Featured Research

from universities, journals, and other organizations

Vitamin D Deficiency May Be To Blame For Soft Bones In Baby's Skull

Date:
March 28, 2008
Source:
Endocrine Society
Summary:
Softening of the skull bones in normal-looking babies might reflect vitamin D deficiency during pregnancy, according to a new study. Furthermore, breast-feeding without vitamin D supplementation could prolong the deficiency, which might lead to a risk of serious health problems later in life, including type 1 diabetes and decreased bone density.

Softening of the skull bones in normal-looking babies might reflect vitamin D deficiency during pregnancy, according to a new study. Furthermore, breast-feeding without vitamin D supplementation could prolong the deficiency, which might lead to a risk of serious health problems later in life, including type 1 diabetes and decreased bone density.

Related Articles


“Craniotabes, the softening of skull bones, in otherwise normal newborns has largely been regarded as a physiological condition without the need for treatment,” said Dr. Tohru Yorifuji, of Kyoto University Hospital in Japan. “Our findings, however, show that this untreated condition may be the result of a potentially dangerous vitamin D deficiency.”

For this study researchers evaluated 1,120 newborns for incidence of craniotabes, and at 5-7 days of age, 246 neonates (22 percent) were found to have craniotabes. Researchers also found the incidence of craniotabes had obvious seasonal variations.
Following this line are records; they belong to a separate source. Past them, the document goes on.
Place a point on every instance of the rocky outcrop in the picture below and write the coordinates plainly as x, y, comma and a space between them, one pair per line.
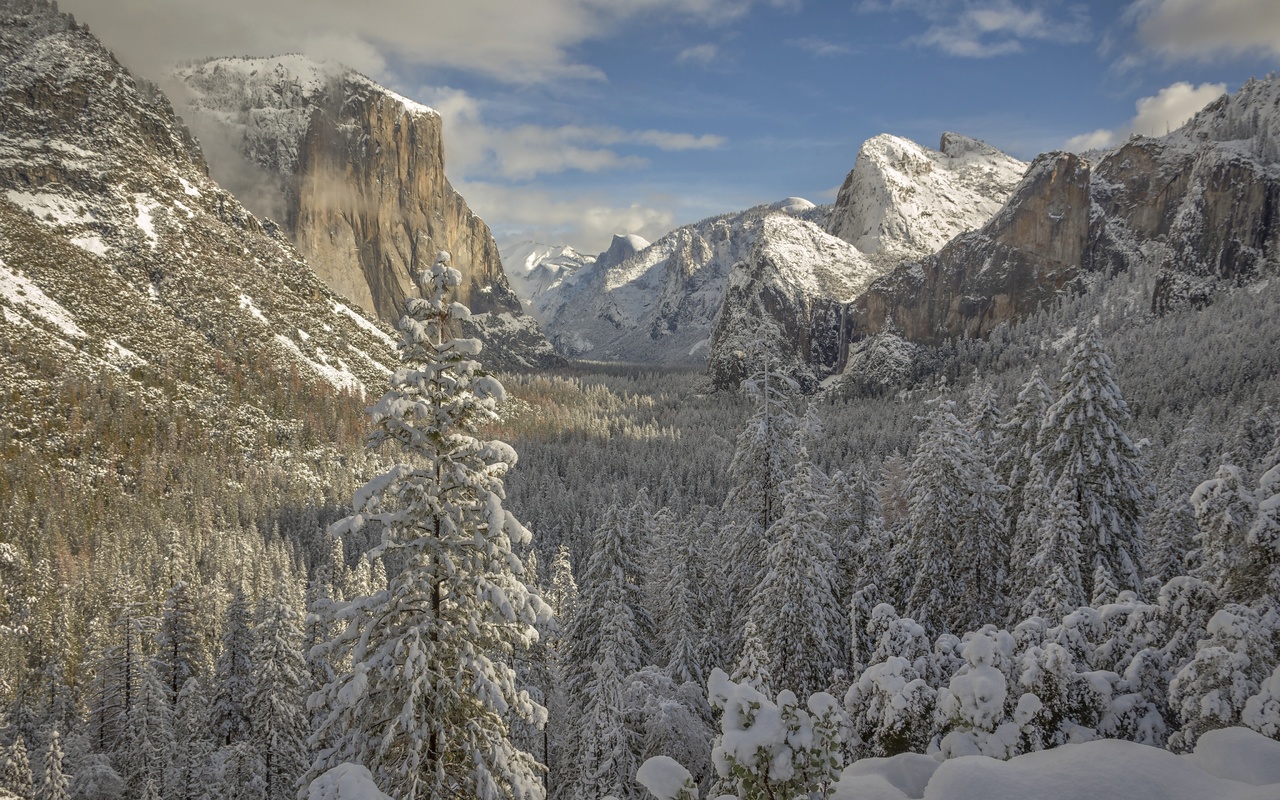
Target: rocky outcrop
1189, 213
905, 201
786, 304
357, 173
This clear seasonal variation strongly suggests that the condition is associated with prenatal vitamin D deficiency and likely reflects the amount of sun exposure of pregnant women.

Most importantly, vitamin D deficiency in neonates, could persist into later life, especially in breast-fed infants who do not receive a formula containing vitamin D supplementation. In this study, more than half of the breast-fed infants with craniotabes showed statistically significant low levels of serum 25-OH vitamin D, the storage form of vitamin D. Some of those infants also had symptoms of an overactive parathyroid gland consistent with vitamin D deficiency.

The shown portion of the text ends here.